Re: Problem in getting data from a 2 node cluster of Cassandra

Posted by rohit bhatia <ro...@gmail.com>.
run nodetool -h localhost cfstats on the nodes... this gives node
specific column family based data...
just run this for both nodes...

On Fri, Jun 8, 2012 at 12:46 PM, Prakrati Agrawal
<Pr...@mu-sigma.com> wrote:
> Yes the code is the same for both 1 and 2 node cluster. It's a Hector code. How do I get the number of rows and columns from Cassandra CLI as the data is very large.
>
> Thanks and Regards
> Prakrati
>
>
> -----Original Message-----
> From: Roshni Rajagopal [mailto:Roshni.Rajagopal@wal-mart.com]
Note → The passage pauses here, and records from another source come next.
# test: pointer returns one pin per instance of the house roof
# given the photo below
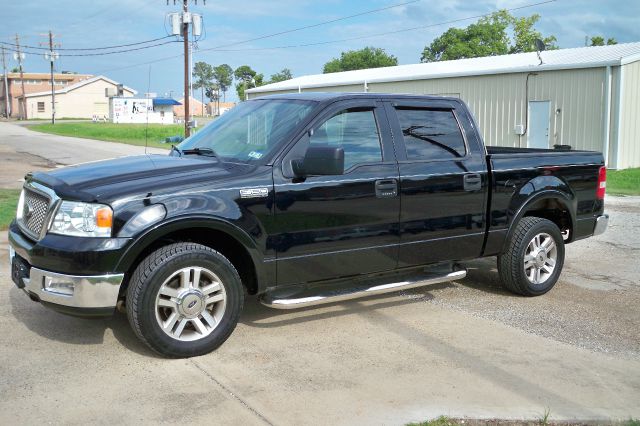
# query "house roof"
(165, 101)
(78, 85)
(46, 76)
(582, 57)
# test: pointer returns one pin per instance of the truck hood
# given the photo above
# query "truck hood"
(109, 179)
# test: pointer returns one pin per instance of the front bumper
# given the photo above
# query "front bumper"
(601, 224)
(92, 295)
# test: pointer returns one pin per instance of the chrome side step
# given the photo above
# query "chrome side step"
(354, 293)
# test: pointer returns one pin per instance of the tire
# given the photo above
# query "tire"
(534, 257)
(173, 314)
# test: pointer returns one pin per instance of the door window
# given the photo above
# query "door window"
(431, 134)
(356, 132)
> Sent: Friday, June 08, 2012 12:43 PM
> To: user@cassandra.apache.org
> Subject: Re: Problem in getting data from a 2 node cluster of Cassandra
>
> Hi Prakrati,
>
>  In an ideal situation, no data should be lost when a node is added. How are you getting the statistics below.
> The output below looks like its from some code using Hector or Thrift..is the code to get statistics from a 1 node cluster or 2 exactly the same- with the only change being a node being added or removed?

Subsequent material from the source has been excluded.